O professor de Heidelberg
era, como muitos juristas de formação socialdemocrata, ao exemplo de Hans
Kelsen, um positivista. De modo extremamente simplificado, pode-se dizer que a
vertente positivista kelseniana (sim, pois não há um único positivismo)
baseia-se na (a) separação entre Direito e Moral; (b) na autorreferência do
Direito; (c) na compreensão do Direito como sistema normativo, no qual as
instâncias de valor (de entre elas, a Justiça) são externas; (d) no
reconhecimento de que o fator de correção do Direito é intrassistemático,
seguindo a ordem escalonada de normas até a norma hipotética fundamental.
Não é este o local
apropriado para se refutar alguns exageros na crítica lançada contra Kelsen,
como se ele não reconhecesse as instâncias valorativas ou os elementos
metajurídicos, como dito por ele mesmo: “De um modo inteiramente acrítico, a
jurisprudência tem-se confundido com a psicologia e a sociologia, a ética e a
teoria política. Essa confusão pode porventura explicar-se pelo fato de estas
ciências se referirem a objetos que indubitavelmente têm uma estreita conexão
com o Direito. Quando a Teoria Pura empreende delimitar o conhecimento do
Direito em face destas disciplinas, fá-lo não por ignorar, ou, muito menos, por
negar essa conexão, mas porque intenta evitar um sincretismo metodológico que
obscurece a essência da ciência jurídica e dilui os limites que lhe são
impostos pela natureza do seu objeto”.[1][2]
Em 1946, Gustav Radbruch
publicou um pequeno (e polêmico) trabalho intitulado Injustiça legal e direito
supralegal, no qual, segundo alguns, ele teria abjurado suas posições positivistas
e abraçado o jusnaturalismo, após os horrores do nazismo e de suas práticas
genocidas.[3] Essa viragem doutrinária de Radbruch é geralmente citada por
muitos juristas do pós-guerra, embora haja controvérsias sobre se houve
realmente uma mudança em seu pensamento original. Nesse texto, ele enunciou a
hoje mundialmente conhecida “fórmula de Radbruch”, que tenta resolver os
conflitos entre a segurança jurídica (decorrente da aplicação do direito posto)

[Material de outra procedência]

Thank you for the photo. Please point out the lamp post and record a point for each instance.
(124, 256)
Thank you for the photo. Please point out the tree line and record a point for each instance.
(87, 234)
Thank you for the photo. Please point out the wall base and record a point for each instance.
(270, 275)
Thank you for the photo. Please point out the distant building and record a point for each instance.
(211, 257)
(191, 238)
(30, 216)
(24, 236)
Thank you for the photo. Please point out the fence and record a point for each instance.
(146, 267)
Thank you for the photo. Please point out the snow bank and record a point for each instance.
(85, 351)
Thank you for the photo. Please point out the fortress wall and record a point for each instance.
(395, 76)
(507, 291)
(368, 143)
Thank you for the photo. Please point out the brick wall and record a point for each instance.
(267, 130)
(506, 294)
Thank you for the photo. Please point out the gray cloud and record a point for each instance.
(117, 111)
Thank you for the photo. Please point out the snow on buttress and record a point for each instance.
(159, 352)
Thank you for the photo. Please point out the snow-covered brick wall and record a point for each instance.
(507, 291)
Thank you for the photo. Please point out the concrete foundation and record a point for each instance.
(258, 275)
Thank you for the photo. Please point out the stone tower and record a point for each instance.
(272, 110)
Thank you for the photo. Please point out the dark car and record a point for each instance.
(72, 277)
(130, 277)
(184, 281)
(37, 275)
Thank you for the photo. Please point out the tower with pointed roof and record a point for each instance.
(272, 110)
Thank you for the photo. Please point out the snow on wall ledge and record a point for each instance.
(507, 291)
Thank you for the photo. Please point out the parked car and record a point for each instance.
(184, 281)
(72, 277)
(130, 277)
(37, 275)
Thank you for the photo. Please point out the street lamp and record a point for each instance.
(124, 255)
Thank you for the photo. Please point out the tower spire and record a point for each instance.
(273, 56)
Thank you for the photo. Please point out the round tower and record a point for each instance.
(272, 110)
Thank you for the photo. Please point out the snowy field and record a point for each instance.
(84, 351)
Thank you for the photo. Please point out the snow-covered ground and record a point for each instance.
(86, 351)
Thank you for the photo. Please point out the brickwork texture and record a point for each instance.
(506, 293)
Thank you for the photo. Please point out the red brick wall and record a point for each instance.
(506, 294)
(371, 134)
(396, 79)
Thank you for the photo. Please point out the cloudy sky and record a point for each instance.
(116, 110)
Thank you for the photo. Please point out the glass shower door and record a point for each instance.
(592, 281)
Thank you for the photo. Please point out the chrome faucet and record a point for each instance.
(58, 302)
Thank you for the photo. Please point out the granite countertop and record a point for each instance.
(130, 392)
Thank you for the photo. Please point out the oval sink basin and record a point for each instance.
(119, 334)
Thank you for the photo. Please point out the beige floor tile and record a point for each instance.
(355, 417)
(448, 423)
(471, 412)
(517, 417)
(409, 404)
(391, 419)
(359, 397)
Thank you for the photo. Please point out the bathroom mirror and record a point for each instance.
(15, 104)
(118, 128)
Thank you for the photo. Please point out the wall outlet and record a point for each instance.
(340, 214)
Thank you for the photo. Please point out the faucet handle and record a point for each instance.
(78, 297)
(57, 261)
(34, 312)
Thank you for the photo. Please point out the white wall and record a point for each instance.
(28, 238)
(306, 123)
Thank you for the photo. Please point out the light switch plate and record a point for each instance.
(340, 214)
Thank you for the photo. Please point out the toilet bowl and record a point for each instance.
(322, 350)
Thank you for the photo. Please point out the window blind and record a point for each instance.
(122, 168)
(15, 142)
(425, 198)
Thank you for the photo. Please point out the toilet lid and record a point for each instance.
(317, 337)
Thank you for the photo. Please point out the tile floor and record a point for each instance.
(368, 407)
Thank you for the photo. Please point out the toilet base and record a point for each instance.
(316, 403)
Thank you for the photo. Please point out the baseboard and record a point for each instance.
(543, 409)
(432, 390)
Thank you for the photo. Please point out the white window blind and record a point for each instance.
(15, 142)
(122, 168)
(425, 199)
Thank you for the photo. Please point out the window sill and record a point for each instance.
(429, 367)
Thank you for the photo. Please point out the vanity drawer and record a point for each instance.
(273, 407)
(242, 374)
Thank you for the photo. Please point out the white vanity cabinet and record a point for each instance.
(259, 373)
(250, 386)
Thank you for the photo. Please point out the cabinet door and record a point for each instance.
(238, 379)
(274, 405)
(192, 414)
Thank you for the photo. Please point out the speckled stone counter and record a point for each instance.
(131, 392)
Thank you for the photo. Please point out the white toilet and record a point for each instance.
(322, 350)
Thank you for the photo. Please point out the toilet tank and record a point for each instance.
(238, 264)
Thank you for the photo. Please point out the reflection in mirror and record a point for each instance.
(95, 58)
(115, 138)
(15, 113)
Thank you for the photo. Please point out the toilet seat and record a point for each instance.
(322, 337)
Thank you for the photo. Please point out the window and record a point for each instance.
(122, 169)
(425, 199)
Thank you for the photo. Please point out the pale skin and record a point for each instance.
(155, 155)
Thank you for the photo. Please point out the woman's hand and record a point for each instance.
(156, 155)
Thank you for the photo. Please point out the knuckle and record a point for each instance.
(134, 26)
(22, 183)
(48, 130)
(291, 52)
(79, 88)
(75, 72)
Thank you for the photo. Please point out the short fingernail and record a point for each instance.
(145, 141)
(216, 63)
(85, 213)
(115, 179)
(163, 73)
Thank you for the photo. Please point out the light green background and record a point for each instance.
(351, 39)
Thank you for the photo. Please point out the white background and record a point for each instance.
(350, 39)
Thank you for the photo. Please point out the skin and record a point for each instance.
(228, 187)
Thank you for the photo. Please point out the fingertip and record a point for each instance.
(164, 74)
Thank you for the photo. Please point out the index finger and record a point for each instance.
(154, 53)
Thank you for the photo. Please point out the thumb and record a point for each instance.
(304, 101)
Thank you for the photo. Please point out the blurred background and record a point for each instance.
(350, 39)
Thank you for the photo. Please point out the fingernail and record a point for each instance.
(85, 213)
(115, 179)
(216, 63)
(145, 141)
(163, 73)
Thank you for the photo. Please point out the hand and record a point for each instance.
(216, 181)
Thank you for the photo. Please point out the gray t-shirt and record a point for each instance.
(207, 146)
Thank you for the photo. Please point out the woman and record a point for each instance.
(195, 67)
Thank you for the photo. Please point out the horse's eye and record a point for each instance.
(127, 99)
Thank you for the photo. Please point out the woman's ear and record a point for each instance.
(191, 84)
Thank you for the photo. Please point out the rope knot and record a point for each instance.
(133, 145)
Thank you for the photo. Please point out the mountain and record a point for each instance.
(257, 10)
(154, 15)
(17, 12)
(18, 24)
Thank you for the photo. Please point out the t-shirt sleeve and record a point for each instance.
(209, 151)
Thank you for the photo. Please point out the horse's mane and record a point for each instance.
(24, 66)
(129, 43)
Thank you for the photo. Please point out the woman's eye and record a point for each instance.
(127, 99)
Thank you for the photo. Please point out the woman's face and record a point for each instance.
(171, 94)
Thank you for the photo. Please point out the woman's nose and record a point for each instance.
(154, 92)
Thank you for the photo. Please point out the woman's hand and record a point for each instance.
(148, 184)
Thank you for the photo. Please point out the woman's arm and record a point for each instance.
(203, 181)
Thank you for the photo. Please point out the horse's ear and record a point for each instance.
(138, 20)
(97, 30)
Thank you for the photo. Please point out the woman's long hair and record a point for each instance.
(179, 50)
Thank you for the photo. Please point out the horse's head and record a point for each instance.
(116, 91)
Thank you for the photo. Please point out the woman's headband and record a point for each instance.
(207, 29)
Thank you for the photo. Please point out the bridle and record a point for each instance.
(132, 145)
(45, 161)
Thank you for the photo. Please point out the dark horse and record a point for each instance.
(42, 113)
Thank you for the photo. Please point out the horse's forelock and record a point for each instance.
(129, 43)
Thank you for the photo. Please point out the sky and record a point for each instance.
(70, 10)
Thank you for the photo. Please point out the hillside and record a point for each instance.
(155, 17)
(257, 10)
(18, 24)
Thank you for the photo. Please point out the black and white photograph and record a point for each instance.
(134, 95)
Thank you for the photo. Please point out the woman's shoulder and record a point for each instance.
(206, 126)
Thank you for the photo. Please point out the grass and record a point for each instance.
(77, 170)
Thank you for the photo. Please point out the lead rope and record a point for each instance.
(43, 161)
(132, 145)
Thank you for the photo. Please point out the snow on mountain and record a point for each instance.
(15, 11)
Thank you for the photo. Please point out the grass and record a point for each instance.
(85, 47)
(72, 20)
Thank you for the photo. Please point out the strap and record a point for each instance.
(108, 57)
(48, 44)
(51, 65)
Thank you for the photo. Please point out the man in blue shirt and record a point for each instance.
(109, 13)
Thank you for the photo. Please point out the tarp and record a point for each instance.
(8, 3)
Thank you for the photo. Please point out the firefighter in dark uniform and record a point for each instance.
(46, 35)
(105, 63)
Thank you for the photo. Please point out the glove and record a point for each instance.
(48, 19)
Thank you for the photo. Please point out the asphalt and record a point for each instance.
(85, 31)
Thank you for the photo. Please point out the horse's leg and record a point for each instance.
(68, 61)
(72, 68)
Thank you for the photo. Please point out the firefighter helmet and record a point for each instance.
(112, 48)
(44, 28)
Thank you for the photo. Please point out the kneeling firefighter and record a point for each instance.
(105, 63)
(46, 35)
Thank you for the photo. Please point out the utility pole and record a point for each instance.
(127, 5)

e a justiça (que estaria num plano supralegal, de índole jusnaturalista). A
fórmula consiste no seguinte enunciado: o conflito entre a justiça e a
segurança (rectius, certeza) jurídica pode ser adequadamente resolvido pelos
seguintes critérios: 1) o Direito Positivo, baseado na legislação e no poder estatal,
tem aplicação preferencial, mesmo quando seu conteúdo for injusto e não for
benéfico às pessoas; 2) a justiça prevalecerá sobre a lei se esta se revelar
insuportavelmente (rectius, extremamente) injusta, a tal ponto que se mostre
uma norma injusta, continente de um direito injusto.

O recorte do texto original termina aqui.